There’s an Op-Ed piece in today’s New York Times that takes a stab at explaining why Prop 8 succeeded. It examines the issue of race, which others have brought up as the critical issue that contributed to Prop 8’s passage (Bill O’Reilly in particular). Others added evidence for blaming the blacks as well as the Mormons. In today’s Times, authors Caitlin Flanagan and Benjamin Schwarz seek to discredit these assertions. Their argument is persuasive, but still misses the point. Keith Olbermann I think has been the only commentator to get the issue at least partially right, and that is if blacks did play an important role in Prop 8’s success, it was not because of antipathy toward gays within the black community (though it exists within the religious subsets of all groups), but because of an incredibly ignorant blunder by the gay lobby to barely spend any of its millions within that community. At least Hendrik Hertzberg’s article in the New Yorker gets it partly right by addressing this issue.

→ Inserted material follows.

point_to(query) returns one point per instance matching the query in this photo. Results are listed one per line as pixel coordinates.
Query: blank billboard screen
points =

“(The gay lobby was) complacent: early polls had shown Prop. 8 losing by double digits,” Hertzberg wrote in his Dec. 1 article. “Their television ads were timid and ineffective, focussing (sic) on worthy abstractions like equality and fairness, while the other side’s were powerfully emotional.”

Not to forget outright mendacious. If we are to succeed – and don’t kid yourself, there is no guarantee of success – we must learn that we need to raise and spend more money than the other side and directly address the issues it presents. This is not about fairness; that calumny is worthless to our struggle. The point that needs to be clearly made loudly and often is we are the ones who are pro-marriage, while the other side is truly the side that is anti-marriage.